Today’s extreme demands on IT infrastructure and on the people responsible for its performance and security highlight the urgent need for simplification, efficiency and improvements so organizations can successfully accelerate their DX journeys. The evolving threat landscape, influx of network traffic, and zero tolerance for errors have simply outstripped human capacity. Progress gets clouded by complexity challenges (and budget constraints), especially as we’ve been forced to move at such a rapid pace toward the future. InfoSec teams that had already adopted a fabric mindset had software systems doing much of that work for them, which let them deliver a smarter, more proactive approach to network management, monitoring and security. From home and with minimal access to physical systems, they worked to deliver fully-optimized performance monitoring and data security tools.

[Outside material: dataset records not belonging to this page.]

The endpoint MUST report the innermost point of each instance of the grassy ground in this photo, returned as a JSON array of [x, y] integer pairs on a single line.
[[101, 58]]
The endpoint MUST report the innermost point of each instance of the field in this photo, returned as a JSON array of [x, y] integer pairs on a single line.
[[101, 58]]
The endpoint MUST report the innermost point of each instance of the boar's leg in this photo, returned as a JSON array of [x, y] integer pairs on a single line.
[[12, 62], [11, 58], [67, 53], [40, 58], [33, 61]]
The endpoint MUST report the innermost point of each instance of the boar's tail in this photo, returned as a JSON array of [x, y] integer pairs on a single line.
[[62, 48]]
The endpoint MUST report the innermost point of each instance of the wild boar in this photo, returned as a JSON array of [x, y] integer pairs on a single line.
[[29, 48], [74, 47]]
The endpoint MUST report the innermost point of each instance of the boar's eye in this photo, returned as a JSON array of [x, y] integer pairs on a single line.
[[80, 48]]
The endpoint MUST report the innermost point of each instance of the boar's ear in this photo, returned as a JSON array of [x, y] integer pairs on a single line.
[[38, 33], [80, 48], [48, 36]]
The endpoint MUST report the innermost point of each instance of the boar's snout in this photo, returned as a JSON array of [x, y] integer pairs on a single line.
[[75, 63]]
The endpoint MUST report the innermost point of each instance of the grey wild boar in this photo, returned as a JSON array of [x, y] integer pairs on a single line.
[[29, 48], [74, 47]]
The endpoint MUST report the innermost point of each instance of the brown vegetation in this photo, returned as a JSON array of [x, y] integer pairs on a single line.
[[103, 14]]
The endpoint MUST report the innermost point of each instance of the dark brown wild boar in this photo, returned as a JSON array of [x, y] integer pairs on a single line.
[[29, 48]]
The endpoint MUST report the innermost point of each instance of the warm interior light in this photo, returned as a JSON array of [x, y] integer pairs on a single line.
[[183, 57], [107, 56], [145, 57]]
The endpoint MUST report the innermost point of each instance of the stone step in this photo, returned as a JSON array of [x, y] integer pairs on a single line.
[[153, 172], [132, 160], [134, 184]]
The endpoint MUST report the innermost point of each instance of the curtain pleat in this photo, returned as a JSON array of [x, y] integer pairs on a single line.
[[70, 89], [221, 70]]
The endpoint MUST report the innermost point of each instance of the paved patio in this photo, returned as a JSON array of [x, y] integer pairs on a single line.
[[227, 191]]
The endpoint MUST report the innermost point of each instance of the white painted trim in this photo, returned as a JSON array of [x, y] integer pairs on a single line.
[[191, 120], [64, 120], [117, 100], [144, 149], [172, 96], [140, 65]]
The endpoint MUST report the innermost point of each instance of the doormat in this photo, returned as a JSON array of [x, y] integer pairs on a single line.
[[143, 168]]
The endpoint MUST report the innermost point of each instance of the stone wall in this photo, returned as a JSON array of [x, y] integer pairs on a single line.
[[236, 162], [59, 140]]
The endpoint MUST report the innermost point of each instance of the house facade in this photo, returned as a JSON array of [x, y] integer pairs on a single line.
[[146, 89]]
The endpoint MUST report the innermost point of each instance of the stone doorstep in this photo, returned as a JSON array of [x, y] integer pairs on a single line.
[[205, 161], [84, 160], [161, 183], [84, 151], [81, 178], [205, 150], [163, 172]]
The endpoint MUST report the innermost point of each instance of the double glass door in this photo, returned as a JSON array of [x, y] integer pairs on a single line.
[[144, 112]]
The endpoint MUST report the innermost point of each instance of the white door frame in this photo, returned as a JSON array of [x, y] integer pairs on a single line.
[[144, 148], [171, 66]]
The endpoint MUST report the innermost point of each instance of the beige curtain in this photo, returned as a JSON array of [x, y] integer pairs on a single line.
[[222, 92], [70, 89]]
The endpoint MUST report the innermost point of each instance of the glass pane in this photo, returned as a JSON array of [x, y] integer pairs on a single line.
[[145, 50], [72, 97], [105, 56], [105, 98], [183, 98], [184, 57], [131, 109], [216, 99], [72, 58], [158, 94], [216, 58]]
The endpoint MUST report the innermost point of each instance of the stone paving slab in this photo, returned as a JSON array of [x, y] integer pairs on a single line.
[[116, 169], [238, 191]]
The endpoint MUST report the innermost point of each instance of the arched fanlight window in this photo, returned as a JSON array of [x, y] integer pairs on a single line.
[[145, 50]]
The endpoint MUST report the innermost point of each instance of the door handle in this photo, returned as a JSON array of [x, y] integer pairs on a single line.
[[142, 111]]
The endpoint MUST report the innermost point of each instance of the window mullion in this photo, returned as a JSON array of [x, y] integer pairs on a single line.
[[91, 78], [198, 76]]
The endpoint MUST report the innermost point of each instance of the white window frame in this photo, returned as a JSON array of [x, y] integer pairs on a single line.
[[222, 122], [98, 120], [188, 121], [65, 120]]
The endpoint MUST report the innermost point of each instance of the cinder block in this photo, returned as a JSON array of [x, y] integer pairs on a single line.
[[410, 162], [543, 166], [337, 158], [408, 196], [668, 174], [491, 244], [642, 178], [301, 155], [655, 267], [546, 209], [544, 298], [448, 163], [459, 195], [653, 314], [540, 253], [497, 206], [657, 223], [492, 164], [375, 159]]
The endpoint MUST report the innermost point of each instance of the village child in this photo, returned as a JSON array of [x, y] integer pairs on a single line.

They could do all of this while sleeping well at night, because threat detection and response had already been enhanced to address the changing attack profiles. The fabric mindset, orchestration and automation let these InfoSec pros do more, faster.
If companies adopt the fabric mindset, they can achieve scalable visibility into all information-in-motion, from raw packets to applications, based on a common architecture that spans physical, virtual and cloud networks. By eliminating blind spots and simplifying management, we can work together to adapt, act, and learn how to better address the next phase of the fluid workforce. There’s a lot of work ahead, especially as we all begin to think about returning to physical offices and data centers, but we’ll all become more efficient if we let software automation carry some of the load for us.